This skill presents the Three-Layer Agent Stack framework for designing AI-powered products and agents. It shows how to align Model, API, and Harness layers so features and long-running behaviors work reliably. It emphasizes that improving agent capabilities requires coordinated changes across all layers, not model-only tweaks.

How this skill works

The skill inspects and organizes responsibilities into three layers: the Model layer (reasoning, generation, and environment-specific behavior), the API layer (context, state handoff, and tool orchestration), and the Harness layer (execution environment, UI, and security). It guides teams to map a feature across those layers, identify gaps, and plan joint iterations. It highlights feedback loops so runtime signals from the Harness inform model tuning and API changes.

When to use it

Designing agentic workflows where the model must act in environments (edit files, run commands, use tools).
Building long-running or stateful features like compaction, session handoff, or background tasks.
Integrating models into products where safety, sandboxing, or execution context matter.
Planning iterative improvements that require coordinated changes across tooling, API, and model.
Troubleshooting failures that stem from mismatched assumptions between model, API, and harness.

Best practices

Map each feature to responsibilities in Model, API, and Harness before implementation.
Design APIs to explicitly handle state handoff, context compaction, and tool routing.
Make the Harness the source of runtime telemetry and user signals to close feedback loops with model training.
Create isolated sandboxes in the Harness for risky actions and enforce capability gating.
Iterate across all three layers when introducing new behaviors—avoid model-only fixes.

Example use cases

Implementing compaction for a 24-hour agent: build summarization in the Model, context handoff in the API, and formatted payloads in the Harness.
Adding a code-execution feature: model learns environment-aware prompts, API routes outputs and logs, Harness provides secure execution and file access.
Session handoff between devices: API serializes state, Model condenses intent, Harness restores context and permissions.
Tool orchestration where multiple tools must be sequenced and audited across layers.

FAQ

Do I have to retrain the model for every product change?

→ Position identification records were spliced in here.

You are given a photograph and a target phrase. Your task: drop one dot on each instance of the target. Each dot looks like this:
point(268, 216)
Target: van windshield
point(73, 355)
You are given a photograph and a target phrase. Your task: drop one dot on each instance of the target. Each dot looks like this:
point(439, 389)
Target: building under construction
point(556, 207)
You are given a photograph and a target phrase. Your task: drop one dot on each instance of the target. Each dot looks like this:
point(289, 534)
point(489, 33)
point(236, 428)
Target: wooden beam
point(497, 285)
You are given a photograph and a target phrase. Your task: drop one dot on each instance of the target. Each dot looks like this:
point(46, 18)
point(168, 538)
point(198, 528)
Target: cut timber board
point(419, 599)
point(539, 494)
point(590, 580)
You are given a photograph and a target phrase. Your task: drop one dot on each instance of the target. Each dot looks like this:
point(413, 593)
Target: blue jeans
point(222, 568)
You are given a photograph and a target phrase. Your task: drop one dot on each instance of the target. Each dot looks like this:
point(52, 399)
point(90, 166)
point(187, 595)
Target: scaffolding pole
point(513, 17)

No. Many product changes require API and Harness updates first. Retrain or fine-tune the model only when behaviors or environment-specific reasoning must improve.

How do I start applying this stack to an existing agent?

Inventory current responsibilities by layer, identify mismatches (e.g., the API lacks state handoff), and create a small pilot that implements a feature across all three layers to validate the approach.